Как только советская земля была освобождена и армия вступила на территорию других стран, национализм широким потоком прорвался в выступлениях печати и речах. Наиболее законченное программное выражение он получил в серии установочных статей теоретического партийного журнала «Большевик». В статьях осуждались все советские произведения и авторы, которые в прошлом так или иначе признавали влияние западных образцов и тенденций на жизнь и мысли русского народа. Более того, провозглашалось, что повсюду — в экономике, философии, политике — именно русской мысли принадлежало «всемирно-историческое значение». Даже применительно к Петру I ошибочным объявлялось говорить о западных влияниях: если он и заимствовал из иностранного опыта определенные государственные установления, то «иностранная форма только прикрывала порядки, органически выросшие на московской почве»[62].

К этому «внешнему» аспекту национализма добавлялся другой, отражавшийся преимущественно на внутреннем положении страны. Официальная пропаганда, превознося положительное воздействие русской культуры на все другие народы Советского Союза, принялась даже восхвалять экспансионизм царской империи. Насколько можно судить, на совещании историков в июне 1944 г. раздавались встревоженные голоса по поводу этого «стремления к оправданию колониально-захватнической политики самодержавия»[63]. Но такие протесты не дали результатов. В момент победы тенденция, против которой они были направлены, получила самое авторитетное подтверждение в известном тосте Сталина: «За здоровье русского народа!» Русский народ, по его словам, «заслужил в этой войне общее признание как руководящая сила Советского Союза среди всех народов нашей страны». Журнал «Большевик» так комментировал этот краткий текст, опубликованный всей печатью на самом видном месте: «Русский народ как самый передовой по уровню культуры и экономического развития шел в авангарде всех народов СССР в деле социалистического строительства»[64]. Так, примат Великой Руси весьма прочно закреплялся в идеологическом каркасе сталинизма.

В последний год войны вся эта кампания выступала как часть более широких усилий сталинского руководства взять под контроль все проблемы и противоречия, назревшие в стране за военные годы. Некоторую озабоченность у руководителей вызывало и само обновление партийных рядов в столь крупных масштабах. Советская компартия росла и менялась, не зная нормального функционирования коллективных /174/ органов руководства.
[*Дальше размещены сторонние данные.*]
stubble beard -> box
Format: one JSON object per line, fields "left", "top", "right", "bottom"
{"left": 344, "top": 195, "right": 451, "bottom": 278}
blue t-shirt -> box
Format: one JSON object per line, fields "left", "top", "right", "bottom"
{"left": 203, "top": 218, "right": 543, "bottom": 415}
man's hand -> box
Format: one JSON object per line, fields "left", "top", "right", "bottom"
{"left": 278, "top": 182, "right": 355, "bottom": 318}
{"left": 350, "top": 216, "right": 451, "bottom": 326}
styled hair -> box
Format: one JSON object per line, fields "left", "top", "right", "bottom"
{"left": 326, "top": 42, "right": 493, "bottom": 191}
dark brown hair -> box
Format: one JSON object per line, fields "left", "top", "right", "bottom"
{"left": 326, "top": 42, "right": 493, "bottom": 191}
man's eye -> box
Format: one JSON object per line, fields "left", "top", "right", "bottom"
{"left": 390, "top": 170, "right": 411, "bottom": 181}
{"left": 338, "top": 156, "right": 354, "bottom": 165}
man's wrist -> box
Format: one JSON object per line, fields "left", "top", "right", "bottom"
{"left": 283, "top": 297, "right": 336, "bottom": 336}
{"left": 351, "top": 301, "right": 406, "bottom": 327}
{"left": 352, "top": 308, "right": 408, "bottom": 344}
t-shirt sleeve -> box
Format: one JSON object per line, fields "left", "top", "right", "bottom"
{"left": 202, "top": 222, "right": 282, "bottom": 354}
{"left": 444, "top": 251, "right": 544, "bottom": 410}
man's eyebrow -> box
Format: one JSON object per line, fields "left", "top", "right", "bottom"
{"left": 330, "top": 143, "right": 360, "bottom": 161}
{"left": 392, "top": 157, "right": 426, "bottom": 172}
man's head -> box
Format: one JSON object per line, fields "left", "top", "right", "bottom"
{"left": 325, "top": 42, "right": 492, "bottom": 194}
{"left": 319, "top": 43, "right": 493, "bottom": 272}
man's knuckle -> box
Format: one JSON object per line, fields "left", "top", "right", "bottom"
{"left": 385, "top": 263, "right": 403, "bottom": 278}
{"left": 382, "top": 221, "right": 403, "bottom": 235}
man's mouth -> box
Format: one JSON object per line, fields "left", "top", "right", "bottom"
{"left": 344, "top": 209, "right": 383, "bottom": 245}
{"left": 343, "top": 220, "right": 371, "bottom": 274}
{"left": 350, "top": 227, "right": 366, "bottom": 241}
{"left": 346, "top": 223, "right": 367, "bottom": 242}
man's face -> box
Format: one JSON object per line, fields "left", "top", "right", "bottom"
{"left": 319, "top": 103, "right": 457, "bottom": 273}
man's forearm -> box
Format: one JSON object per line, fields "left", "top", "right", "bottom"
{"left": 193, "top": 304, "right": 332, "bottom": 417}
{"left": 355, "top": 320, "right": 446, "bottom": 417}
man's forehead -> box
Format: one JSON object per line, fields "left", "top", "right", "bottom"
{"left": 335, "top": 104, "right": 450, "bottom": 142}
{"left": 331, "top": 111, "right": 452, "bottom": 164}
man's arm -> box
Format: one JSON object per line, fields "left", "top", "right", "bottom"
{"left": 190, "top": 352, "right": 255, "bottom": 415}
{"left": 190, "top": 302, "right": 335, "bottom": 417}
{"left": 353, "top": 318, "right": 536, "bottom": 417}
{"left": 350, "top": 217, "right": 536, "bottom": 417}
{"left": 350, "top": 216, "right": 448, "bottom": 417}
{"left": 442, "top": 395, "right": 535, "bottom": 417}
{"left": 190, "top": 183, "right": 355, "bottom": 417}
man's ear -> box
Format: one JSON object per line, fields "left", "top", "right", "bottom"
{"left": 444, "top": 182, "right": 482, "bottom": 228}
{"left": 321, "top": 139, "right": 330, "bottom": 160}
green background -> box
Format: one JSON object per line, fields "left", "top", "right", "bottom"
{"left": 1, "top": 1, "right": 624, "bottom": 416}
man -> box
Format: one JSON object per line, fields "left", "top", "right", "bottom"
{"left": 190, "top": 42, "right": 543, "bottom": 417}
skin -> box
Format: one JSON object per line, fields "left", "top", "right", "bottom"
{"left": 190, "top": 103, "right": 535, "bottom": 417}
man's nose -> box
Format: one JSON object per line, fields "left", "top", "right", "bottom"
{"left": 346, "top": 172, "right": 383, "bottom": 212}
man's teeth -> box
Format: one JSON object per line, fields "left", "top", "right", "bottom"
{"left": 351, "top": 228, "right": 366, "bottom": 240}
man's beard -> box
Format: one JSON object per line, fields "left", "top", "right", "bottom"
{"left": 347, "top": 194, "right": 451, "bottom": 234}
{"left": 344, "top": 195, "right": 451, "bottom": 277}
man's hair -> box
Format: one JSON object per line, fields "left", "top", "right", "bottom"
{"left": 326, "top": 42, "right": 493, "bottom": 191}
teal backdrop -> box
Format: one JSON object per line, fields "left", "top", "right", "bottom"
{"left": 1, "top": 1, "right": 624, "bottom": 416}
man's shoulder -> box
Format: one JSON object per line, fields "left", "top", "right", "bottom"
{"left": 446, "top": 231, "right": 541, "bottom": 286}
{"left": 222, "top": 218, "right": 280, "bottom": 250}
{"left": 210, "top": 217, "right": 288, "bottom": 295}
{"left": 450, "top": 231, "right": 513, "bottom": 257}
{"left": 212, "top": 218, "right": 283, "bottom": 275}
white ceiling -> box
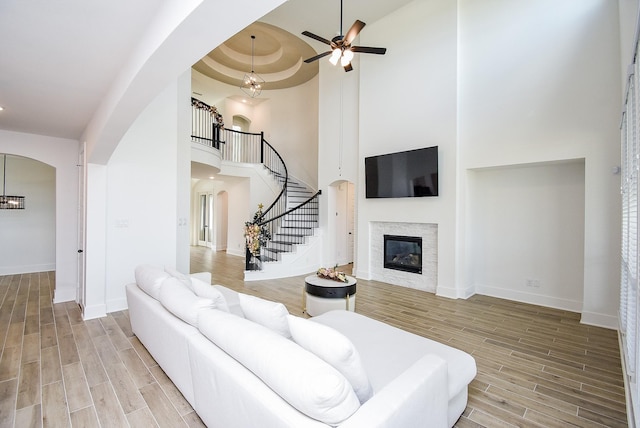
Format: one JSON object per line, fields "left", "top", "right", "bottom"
{"left": 0, "top": 0, "right": 161, "bottom": 139}
{"left": 0, "top": 0, "right": 413, "bottom": 142}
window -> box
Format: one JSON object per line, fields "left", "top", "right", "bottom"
{"left": 620, "top": 38, "right": 640, "bottom": 423}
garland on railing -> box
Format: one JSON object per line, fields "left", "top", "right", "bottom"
{"left": 191, "top": 98, "right": 225, "bottom": 129}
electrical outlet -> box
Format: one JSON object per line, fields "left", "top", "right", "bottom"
{"left": 526, "top": 279, "right": 540, "bottom": 288}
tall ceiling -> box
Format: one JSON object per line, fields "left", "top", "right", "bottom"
{"left": 0, "top": 0, "right": 414, "bottom": 142}
{"left": 193, "top": 22, "right": 320, "bottom": 90}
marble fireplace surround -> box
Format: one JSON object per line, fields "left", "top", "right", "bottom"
{"left": 370, "top": 222, "right": 438, "bottom": 293}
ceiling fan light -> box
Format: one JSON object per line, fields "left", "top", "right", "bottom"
{"left": 343, "top": 49, "right": 354, "bottom": 63}
{"left": 329, "top": 49, "right": 341, "bottom": 65}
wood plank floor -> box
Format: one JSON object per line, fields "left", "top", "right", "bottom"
{"left": 0, "top": 247, "right": 627, "bottom": 427}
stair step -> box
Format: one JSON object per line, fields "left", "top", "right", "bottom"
{"left": 263, "top": 247, "right": 287, "bottom": 254}
{"left": 269, "top": 239, "right": 297, "bottom": 245}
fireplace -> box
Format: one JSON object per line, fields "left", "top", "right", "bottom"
{"left": 384, "top": 235, "right": 422, "bottom": 274}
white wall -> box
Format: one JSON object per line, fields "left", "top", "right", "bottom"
{"left": 314, "top": 0, "right": 624, "bottom": 327}
{"left": 458, "top": 0, "right": 622, "bottom": 327}
{"left": 469, "top": 161, "right": 586, "bottom": 311}
{"left": 0, "top": 155, "right": 55, "bottom": 274}
{"left": 0, "top": 130, "right": 79, "bottom": 303}
{"left": 356, "top": 0, "right": 458, "bottom": 291}
{"left": 85, "top": 75, "right": 191, "bottom": 314}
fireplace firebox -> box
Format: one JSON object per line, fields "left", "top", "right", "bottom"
{"left": 384, "top": 235, "right": 422, "bottom": 274}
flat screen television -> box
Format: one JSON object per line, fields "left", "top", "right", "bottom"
{"left": 365, "top": 146, "right": 438, "bottom": 198}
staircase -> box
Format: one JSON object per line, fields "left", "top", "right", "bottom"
{"left": 192, "top": 98, "right": 322, "bottom": 279}
{"left": 261, "top": 177, "right": 320, "bottom": 263}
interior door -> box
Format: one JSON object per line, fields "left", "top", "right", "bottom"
{"left": 346, "top": 182, "right": 355, "bottom": 264}
{"left": 76, "top": 143, "right": 86, "bottom": 311}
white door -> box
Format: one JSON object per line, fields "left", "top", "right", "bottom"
{"left": 346, "top": 182, "right": 355, "bottom": 264}
{"left": 76, "top": 143, "right": 87, "bottom": 311}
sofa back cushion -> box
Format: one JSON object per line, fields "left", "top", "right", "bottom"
{"left": 135, "top": 265, "right": 170, "bottom": 300}
{"left": 288, "top": 315, "right": 374, "bottom": 404}
{"left": 163, "top": 268, "right": 230, "bottom": 313}
{"left": 159, "top": 277, "right": 216, "bottom": 327}
{"left": 164, "top": 266, "right": 192, "bottom": 288}
{"left": 238, "top": 293, "right": 291, "bottom": 338}
{"left": 189, "top": 277, "right": 229, "bottom": 313}
{"left": 198, "top": 308, "right": 360, "bottom": 425}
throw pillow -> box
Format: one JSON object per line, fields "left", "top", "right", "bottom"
{"left": 190, "top": 277, "right": 230, "bottom": 312}
{"left": 238, "top": 293, "right": 291, "bottom": 338}
{"left": 288, "top": 315, "right": 374, "bottom": 404}
{"left": 135, "top": 264, "right": 170, "bottom": 300}
{"left": 159, "top": 277, "right": 215, "bottom": 327}
{"left": 198, "top": 308, "right": 360, "bottom": 425}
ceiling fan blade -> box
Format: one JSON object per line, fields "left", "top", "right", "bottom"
{"left": 352, "top": 46, "right": 387, "bottom": 55}
{"left": 344, "top": 62, "right": 353, "bottom": 72}
{"left": 302, "top": 31, "right": 333, "bottom": 46}
{"left": 304, "top": 51, "right": 332, "bottom": 63}
{"left": 343, "top": 20, "right": 365, "bottom": 46}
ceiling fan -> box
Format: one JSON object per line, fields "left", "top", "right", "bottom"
{"left": 302, "top": 0, "right": 386, "bottom": 72}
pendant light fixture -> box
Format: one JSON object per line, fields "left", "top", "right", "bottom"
{"left": 0, "top": 154, "right": 25, "bottom": 210}
{"left": 240, "top": 35, "right": 265, "bottom": 98}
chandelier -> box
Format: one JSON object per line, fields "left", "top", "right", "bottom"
{"left": 240, "top": 35, "right": 265, "bottom": 98}
{"left": 0, "top": 154, "right": 25, "bottom": 210}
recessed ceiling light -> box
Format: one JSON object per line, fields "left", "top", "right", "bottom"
{"left": 0, "top": 107, "right": 4, "bottom": 111}
{"left": 209, "top": 176, "right": 215, "bottom": 179}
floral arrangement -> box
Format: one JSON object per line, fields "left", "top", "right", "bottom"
{"left": 317, "top": 265, "right": 348, "bottom": 283}
{"left": 244, "top": 203, "right": 271, "bottom": 257}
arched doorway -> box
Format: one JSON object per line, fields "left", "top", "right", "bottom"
{"left": 0, "top": 154, "right": 56, "bottom": 275}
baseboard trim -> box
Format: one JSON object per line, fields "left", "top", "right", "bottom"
{"left": 580, "top": 311, "right": 618, "bottom": 330}
{"left": 475, "top": 284, "right": 583, "bottom": 313}
{"left": 106, "top": 298, "right": 128, "bottom": 313}
{"left": 53, "top": 285, "right": 76, "bottom": 304}
{"left": 83, "top": 304, "right": 107, "bottom": 321}
{"left": 0, "top": 263, "right": 56, "bottom": 275}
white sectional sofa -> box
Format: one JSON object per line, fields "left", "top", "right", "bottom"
{"left": 125, "top": 265, "right": 477, "bottom": 427}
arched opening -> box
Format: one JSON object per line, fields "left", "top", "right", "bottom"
{"left": 232, "top": 115, "right": 251, "bottom": 132}
{"left": 0, "top": 154, "right": 56, "bottom": 275}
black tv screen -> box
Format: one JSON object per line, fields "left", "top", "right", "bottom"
{"left": 365, "top": 146, "right": 438, "bottom": 198}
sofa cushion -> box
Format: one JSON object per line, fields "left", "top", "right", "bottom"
{"left": 198, "top": 308, "right": 360, "bottom": 425}
{"left": 238, "top": 293, "right": 291, "bottom": 338}
{"left": 159, "top": 277, "right": 216, "bottom": 327}
{"left": 312, "top": 310, "right": 477, "bottom": 402}
{"left": 190, "top": 277, "right": 229, "bottom": 313}
{"left": 164, "top": 266, "right": 192, "bottom": 288}
{"left": 135, "top": 264, "right": 170, "bottom": 300}
{"left": 288, "top": 315, "right": 373, "bottom": 404}
{"left": 213, "top": 285, "right": 244, "bottom": 317}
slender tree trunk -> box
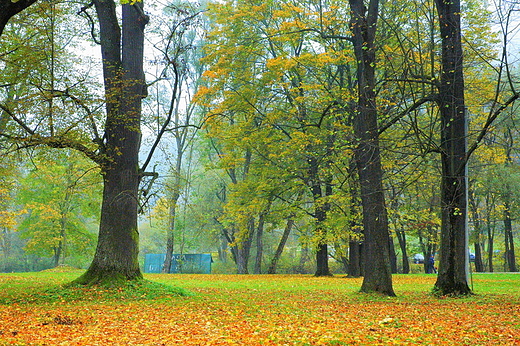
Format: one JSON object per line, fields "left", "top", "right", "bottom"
{"left": 349, "top": 0, "right": 394, "bottom": 296}
{"left": 254, "top": 210, "right": 268, "bottom": 274}
{"left": 389, "top": 237, "right": 398, "bottom": 274}
{"left": 469, "top": 186, "right": 484, "bottom": 272}
{"left": 396, "top": 229, "right": 410, "bottom": 274}
{"left": 348, "top": 240, "right": 362, "bottom": 277}
{"left": 223, "top": 227, "right": 237, "bottom": 264}
{"left": 433, "top": 0, "right": 471, "bottom": 295}
{"left": 503, "top": 203, "right": 518, "bottom": 272}
{"left": 474, "top": 242, "right": 484, "bottom": 272}
{"left": 267, "top": 217, "right": 294, "bottom": 274}
{"left": 162, "top": 199, "right": 177, "bottom": 273}
{"left": 75, "top": 1, "right": 147, "bottom": 285}
{"left": 162, "top": 177, "right": 182, "bottom": 273}
{"left": 54, "top": 216, "right": 66, "bottom": 267}
{"left": 486, "top": 219, "right": 494, "bottom": 272}
{"left": 308, "top": 158, "right": 332, "bottom": 277}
Ее уставные инстанции за это время ни разу не собирались. За годы войны не только не было ни одного съезда, что еще можно было объяснить чрезвычайностью обстановки, но и ни одного заседания Центрального Комитета, за исключением однодневного Пленума в январе 1944 г. Предпринималась попытка созвать его в октябре 1941 г., но Сталин потом отказался от этой мысли[65]: начиналась битва за Москву. Но и тогда, когда обстановка стала менее тяжелой, ничего не изменилось (состоялись, впрочем, три сессии Верховного Совета — в 1942, 1944 и 1945 гг., — однако все они носили довольно формальный характер). Тем не менее от имени Центрального Комитета, которому не дано было ни разу собраться в полном составе, во второй половине 1944 г. была выпущена целая серия «постановлений». Затрагивавшиеся в них важные политические вопросы — об освобожденных областях, о проявлениях национализма среди некоторых нерусских народностей, о возрождении религии — трактовались всегда и единственно как задачи, подлежащие решению с помощью более систематической и строже контролируемой пропаганды[66]. В этот же период в печати вновь появились нападки на некоторых представителей интеллигенции — нападки, в точности напоминавшие довоенные. В самые трудные моменты войны их не было.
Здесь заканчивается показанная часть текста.